Second, the neighbors of Syria need support to shore up their own societies. Housing, schools, health clinics, never mind the local economies, are overwhelmed. The scale of the refugee flows means hundreds of thousands are stuck near the borders.
Because the scale of devastation is so great, many families will never go back to Syria. So more western countries will need to follow Germany, which says it will accept 5,000 Syrians this year. The US takes in 70,000 refugees a year, over half the global total, but so far only 60 have come from Syria.
Third, there is extensive technical experience of how to help displaced people survive the winter with special 'winterization' kits. But funding for this kind of intervention is so far lower than for last. With winter approaching, we are running out of time to ramp up these programs.

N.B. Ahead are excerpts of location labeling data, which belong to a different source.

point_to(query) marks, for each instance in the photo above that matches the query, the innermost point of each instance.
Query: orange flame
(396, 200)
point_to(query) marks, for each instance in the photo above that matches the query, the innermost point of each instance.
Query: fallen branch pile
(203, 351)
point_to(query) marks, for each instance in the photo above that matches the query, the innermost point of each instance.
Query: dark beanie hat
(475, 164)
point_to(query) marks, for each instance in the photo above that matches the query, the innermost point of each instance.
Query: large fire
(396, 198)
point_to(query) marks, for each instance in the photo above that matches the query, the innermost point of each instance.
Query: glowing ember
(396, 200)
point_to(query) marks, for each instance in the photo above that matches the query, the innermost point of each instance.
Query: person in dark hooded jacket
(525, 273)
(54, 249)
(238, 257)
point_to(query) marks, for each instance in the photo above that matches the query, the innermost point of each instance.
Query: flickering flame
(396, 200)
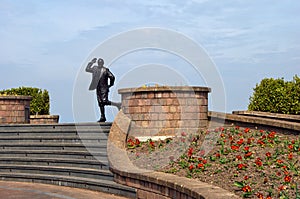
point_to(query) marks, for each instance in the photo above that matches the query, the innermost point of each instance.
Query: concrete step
(78, 182)
(82, 154)
(53, 138)
(103, 174)
(54, 145)
(61, 162)
(57, 127)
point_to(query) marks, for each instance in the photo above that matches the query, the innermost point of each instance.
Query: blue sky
(45, 43)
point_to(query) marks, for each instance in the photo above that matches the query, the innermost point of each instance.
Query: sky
(46, 44)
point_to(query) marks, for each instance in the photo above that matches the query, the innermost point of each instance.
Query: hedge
(40, 103)
(276, 96)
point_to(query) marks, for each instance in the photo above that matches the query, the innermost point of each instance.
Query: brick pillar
(165, 111)
(14, 109)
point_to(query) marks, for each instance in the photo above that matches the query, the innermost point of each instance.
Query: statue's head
(100, 62)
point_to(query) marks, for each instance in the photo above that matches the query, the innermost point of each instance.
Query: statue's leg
(116, 104)
(102, 111)
(110, 103)
(101, 104)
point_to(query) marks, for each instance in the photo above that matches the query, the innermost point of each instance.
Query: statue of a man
(100, 82)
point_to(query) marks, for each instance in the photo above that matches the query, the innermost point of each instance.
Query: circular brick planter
(14, 109)
(162, 111)
(44, 119)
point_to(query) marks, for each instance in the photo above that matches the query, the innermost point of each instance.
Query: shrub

Fourth, civilians are paying a huge price as aid workers face enormous hazard in crossing battle lines and borders. I have met doctors who described losing colleagues to retribution for helping civilians in rebel-held areas. This is completely contrary to humanitarian law. The parties to the conflict need to be pressured by their backers to lift blockages on and threats to the safe passage of aid and aid workers.
Finally, public and private sectors need to dig into their pockets. The UN appeals - totalling some $4.5billion - are only about 40 percent funded. NGOs can scale up help, from cash assistance to trauma counseling, but only with more support.
$50 would cover the essentials of food and accommodation for a Syrian family of six in Lebanon. $12 per person delivers hygienic latrines for the people huddled in currently dire conditions against the Turkish and Jordanian borders - and there are hundreds of thousands of them.
This is not just a moral argument. The implosion of Syria is sending shock waves across the Middle East. The humanitarian grief is an additional source of destabilization in the regional geopolitics.
The Syria crisis is a complex political emergency. Humanitarian action cannot substitute for political and diplomatic action. But in humanitarian terms the needs are basic and simple. While diplomats work together to stop the killing, a dedicated humanitarian response could slow the dying.
David Miliband, formerly UK Secretary of State for Foreign Affairs, is President and CEO of the International Rescue Committee.